Newton’s Swing
- Author: Chris Paling
- Genre: Fiction
- Publisher: Jonathan Cape
- Publication date: 2000
- Publication place: United Kingdom

= Newton's Swing =

2000 novel by Chris Paling

Newton’s Swing is a novel by Chris Paling. It was first published in 2000 by Jonathan Cape.

==Synopsis==
John Wayne is an Englishman living in New York, where he works in an advertising agency.

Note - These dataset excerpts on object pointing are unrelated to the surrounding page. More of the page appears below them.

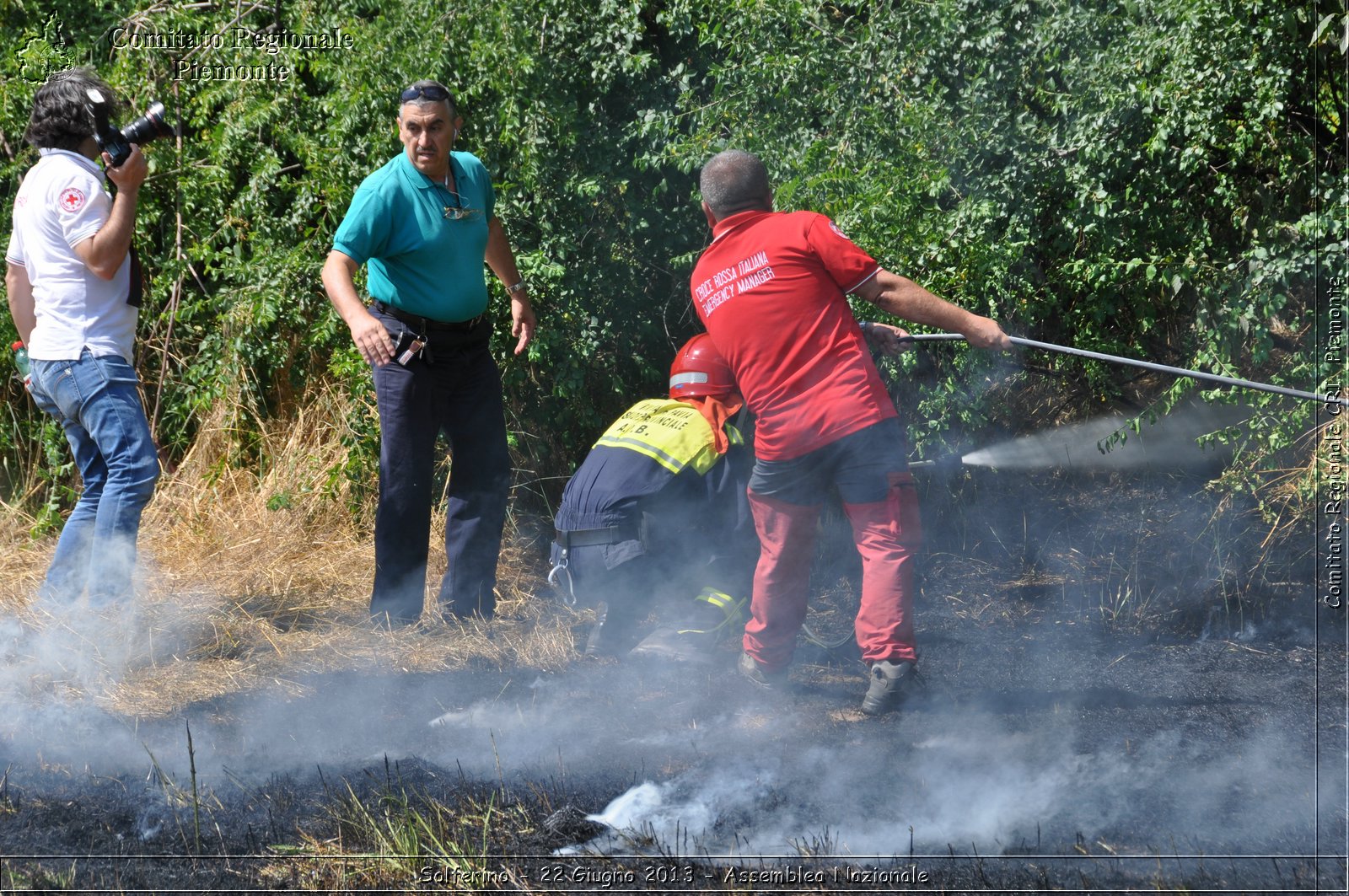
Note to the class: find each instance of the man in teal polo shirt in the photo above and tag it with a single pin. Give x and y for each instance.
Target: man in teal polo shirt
(424, 224)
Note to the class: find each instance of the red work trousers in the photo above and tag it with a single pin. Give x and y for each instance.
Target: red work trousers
(887, 534)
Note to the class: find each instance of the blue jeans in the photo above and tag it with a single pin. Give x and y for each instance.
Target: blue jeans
(455, 389)
(99, 406)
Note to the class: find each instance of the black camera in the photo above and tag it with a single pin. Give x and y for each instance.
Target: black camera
(118, 142)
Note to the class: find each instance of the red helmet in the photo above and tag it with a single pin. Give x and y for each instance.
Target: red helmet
(701, 370)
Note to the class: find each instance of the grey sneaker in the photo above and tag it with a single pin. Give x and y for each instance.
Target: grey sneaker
(676, 646)
(889, 683)
(750, 668)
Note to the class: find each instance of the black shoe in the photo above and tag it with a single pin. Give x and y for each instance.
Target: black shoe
(750, 668)
(889, 683)
(676, 646)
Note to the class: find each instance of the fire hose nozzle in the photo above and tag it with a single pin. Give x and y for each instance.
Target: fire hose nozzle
(944, 464)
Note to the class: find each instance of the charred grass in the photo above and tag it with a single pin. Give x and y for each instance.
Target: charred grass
(256, 582)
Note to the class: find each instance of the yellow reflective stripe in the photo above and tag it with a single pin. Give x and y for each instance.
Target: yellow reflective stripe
(669, 432)
(717, 598)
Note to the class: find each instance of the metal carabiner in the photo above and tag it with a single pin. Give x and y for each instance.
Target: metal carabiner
(570, 594)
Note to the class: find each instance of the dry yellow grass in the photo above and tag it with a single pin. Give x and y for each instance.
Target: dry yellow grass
(242, 595)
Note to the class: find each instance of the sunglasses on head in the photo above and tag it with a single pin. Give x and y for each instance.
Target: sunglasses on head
(432, 92)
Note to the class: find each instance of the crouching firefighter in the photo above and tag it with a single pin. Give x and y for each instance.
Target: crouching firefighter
(658, 514)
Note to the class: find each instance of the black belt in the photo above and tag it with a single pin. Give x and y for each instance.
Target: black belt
(568, 539)
(425, 325)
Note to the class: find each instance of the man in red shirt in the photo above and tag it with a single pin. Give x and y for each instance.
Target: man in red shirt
(772, 290)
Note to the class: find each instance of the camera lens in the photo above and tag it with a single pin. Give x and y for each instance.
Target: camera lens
(148, 126)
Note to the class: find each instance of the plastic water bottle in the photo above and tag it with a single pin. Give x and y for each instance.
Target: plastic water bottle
(20, 361)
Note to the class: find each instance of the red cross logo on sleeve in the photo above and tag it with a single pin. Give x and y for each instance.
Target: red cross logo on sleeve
(72, 199)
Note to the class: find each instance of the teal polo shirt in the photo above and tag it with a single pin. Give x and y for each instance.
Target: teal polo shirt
(418, 260)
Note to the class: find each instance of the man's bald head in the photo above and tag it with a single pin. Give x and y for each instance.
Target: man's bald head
(734, 181)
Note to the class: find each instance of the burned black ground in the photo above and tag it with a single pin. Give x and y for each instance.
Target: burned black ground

He finds his life in disarray when his art dealer wife Susan is shot dead in their apartment while their son sleeps in the room next door.

==Reception==

Glasgow Herald named Newton’s Swing its book of the day for 22 July 2000, calling the novel “the work of a real writer” and “full of neat insights into the Disneyfication of American culture,” while also noting it had “big problems” such as the character of Susan being “a fantasised vision of sensuality”. The review concluded that the novel was “compelling” as it “realises the benefit of keeping us in the dark”.

Alex Clark wrote in her review for The Guardian that “Paling never quite succeeds in pulling all the elements of his novel together” but commended “his impressive ability to create and manage a range of atmospheres”. She concluded that “Paling is a great thing among British writers: a largely unsung talent who keeps on experimenting and refuses to write an easy book.”